А Тоне жарко. Тамарин горячий злой взгляд покалывает поясницу: в пизде, в пизде – как будто она виновата (или виновата?). Сегодня Тоня могла пойти в сад и обработать крыжовник, и проверить капусту, нет ли гусениц, и она выбрала бы середину дня и постелила бы под грушей пальто прохладой подкладки вверх, и легла бы, и листала бы газету против солнца про Аллу Пугачёву, и никто не видел бы её, и только около трёх часов мимо прошёл бы долгий тяжёлый поезд с товарами, и она лежала бы, и удары колёс проходили бы через неё, и потряхивали бы Аллу Пугачёву, но она лежала бы, как лужа, как озеро, как большая мягкая женщина под богом: две груди, живот, полные ноги, ситец, кепочка с вишнями. Но Тоня зачем-то в лесу закидана ветками, спрятана от бога, и никто не разглядит её здесь, и чёрные ягоды тянут руки, и тяжелеет в Тоне её сын, его красное лицо, и как она нашла на кухне бутылки, и как говорили про него, и Тоня с трудом несёт это через ветки, а это всё тяжелее и нужно перехватывать уставшими руками, как про него сказали, что он еле шёл и ведь днём, и она на плечи кладёт и на плечах несёт его жизнь и куда, куда? где выход? лес заплетён, завязан, на юге ли Клязьма? Господь Бог впереди, а Тоня, рабыня в тренировочных, позади.

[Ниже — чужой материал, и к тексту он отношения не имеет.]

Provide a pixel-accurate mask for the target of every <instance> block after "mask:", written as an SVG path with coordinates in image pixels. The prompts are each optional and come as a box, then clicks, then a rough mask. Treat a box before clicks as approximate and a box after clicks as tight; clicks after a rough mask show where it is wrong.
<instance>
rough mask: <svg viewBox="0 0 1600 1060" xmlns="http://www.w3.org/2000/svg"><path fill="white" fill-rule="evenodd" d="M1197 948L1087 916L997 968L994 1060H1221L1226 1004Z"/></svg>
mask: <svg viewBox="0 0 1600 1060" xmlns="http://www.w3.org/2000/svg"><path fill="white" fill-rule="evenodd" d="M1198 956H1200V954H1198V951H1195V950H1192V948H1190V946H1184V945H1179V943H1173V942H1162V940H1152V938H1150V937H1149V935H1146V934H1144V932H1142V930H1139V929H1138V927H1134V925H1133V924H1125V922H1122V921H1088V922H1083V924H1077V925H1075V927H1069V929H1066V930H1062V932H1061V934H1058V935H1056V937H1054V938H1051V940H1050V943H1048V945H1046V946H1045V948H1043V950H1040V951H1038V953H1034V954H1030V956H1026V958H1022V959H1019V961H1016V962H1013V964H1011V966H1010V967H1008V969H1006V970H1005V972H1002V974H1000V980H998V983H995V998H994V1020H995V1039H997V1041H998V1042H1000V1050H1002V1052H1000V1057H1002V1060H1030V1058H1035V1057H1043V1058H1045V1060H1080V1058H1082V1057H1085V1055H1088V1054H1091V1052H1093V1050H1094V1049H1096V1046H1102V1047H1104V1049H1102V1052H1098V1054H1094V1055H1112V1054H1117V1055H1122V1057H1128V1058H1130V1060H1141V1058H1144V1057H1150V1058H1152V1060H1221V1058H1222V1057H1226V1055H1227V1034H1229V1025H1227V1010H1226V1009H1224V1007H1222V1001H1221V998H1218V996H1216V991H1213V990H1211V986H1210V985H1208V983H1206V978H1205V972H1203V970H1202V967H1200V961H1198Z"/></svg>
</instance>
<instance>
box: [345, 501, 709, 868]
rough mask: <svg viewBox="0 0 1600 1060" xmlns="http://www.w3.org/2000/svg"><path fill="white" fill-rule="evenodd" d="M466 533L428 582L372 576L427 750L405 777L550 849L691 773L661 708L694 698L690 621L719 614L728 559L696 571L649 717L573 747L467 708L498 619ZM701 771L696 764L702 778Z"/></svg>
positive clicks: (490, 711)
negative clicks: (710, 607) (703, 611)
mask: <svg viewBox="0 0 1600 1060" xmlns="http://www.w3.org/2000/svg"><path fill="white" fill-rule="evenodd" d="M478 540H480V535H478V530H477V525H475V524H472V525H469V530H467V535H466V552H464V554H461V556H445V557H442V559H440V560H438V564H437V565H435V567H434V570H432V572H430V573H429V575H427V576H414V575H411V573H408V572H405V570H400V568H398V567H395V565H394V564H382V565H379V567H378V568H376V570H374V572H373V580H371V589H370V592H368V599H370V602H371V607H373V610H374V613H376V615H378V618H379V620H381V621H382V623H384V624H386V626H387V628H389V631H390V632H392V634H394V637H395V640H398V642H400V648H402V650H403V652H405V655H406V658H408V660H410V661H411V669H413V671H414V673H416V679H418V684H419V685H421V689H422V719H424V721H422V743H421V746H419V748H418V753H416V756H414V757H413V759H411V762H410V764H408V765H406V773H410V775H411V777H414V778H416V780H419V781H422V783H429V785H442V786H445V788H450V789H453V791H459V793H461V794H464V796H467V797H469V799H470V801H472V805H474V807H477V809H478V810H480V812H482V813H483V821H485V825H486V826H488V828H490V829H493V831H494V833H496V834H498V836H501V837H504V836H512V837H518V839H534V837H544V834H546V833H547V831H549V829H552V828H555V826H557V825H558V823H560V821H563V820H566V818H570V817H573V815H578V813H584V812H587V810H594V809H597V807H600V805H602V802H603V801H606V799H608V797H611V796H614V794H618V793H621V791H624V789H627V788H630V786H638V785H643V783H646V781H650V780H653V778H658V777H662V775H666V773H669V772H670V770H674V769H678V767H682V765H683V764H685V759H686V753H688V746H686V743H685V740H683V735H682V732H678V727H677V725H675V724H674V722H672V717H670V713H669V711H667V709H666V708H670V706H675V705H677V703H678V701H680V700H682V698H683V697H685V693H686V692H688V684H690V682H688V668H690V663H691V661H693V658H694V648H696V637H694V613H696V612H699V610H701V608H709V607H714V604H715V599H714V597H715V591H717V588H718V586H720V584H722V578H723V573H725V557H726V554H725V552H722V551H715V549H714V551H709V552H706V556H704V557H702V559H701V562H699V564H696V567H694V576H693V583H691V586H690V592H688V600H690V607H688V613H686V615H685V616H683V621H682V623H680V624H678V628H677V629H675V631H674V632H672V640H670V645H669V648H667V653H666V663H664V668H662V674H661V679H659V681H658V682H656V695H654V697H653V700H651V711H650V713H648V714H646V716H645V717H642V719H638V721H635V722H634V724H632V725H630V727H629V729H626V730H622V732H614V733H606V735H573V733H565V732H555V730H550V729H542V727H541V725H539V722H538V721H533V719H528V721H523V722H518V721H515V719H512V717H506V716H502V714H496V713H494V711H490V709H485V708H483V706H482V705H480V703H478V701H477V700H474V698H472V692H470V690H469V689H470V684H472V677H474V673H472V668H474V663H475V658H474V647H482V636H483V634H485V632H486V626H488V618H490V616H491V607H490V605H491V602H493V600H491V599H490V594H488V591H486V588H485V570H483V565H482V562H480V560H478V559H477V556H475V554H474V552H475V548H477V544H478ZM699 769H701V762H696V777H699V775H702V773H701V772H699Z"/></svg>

И тут лес вдруг выплюнул нас: мы выпали, а перед нами тропинка, пунктирная, узенькая, как всякое счастье, но всё-таки определённая тропинка (это мамочка? это Господь?), которая быстро, по-деловому бежит, поднимает мир на ноги, ставит упавшие дома, трубы, дом культуры – по местам. Мы смотрим удивленные: ааа, ну да, вот оно как. Тоня рада и улыбается, слегка скрывая радость от Тамары, слава богу, даже блины в мыслях появляются. Тамара рада ужасно и не скрывает, мамочка (она!) вывела, и ей так приятно держать тяжёлую корзину и спасти чернику из леса. А я вижу, как Тоня с Тамарой расцвели и смягчились, добрые, приветливые попы, всё прошло, как хорошо.
Мы поворачиваем направо: да, железная дорога должна быть там, потому что с тропинки к чернике мы поворачивали налево. Мы идём весёлым спасшимся гуськом. Лес скачет с обеих сторон, чёрный, бодрый, но он – за решёткой, и нам безопасно, мы забываем о нём. Зашевелился разговор между Тоней и Тамарой: Тамара кидает Тоне слова в спину, но Тоня отвечает великодушно и даже с готовностью, в конце концов бог с ней, с пиздой, есть ведь эта общая радость спасения, поэтому она будет отвечать. Они перекидываются чем-то мелким, хозяйственным вроде банок, крышек, рецептов, потом потяжелее – Чубайсом, внезапно появляется Римма из шестого дома, которую сократили ну как косой, а дочка из Канады присылает ей двести долларов каждый месяц, и Римма ходит подкрашенная, и Тамара как-то тут глядит, а у Риммы вон пальто появилось новое, и шапку обновила, помнишь, у неё была такая белая песцовая (и Тоня – помнит), что и говорить, там-то люди живут, не то что у нас – хоть подохните (что-то сорвалось в лесу и сильно запищало, но нам – не страшно), хоть подохните. Придумали ещё эти ваучеры, говорили всё: дают – бери, на них можно купить «Волгу». И не хочется про это даже думать, и поэтому повременим, потянем абзац, уж лучше про ваучеры: ими вон только можно жопу вытереть, так Любкин муж и вытер жопу ваучером и сжёг, ну пьяный, конечно. И мы хохочем, мы снова подружились, пусть там и пищит от боли и страха белая, может быть, птица, а нам уютно, надёжно, развалили страну, но мы вот несём чернику, и слава богу.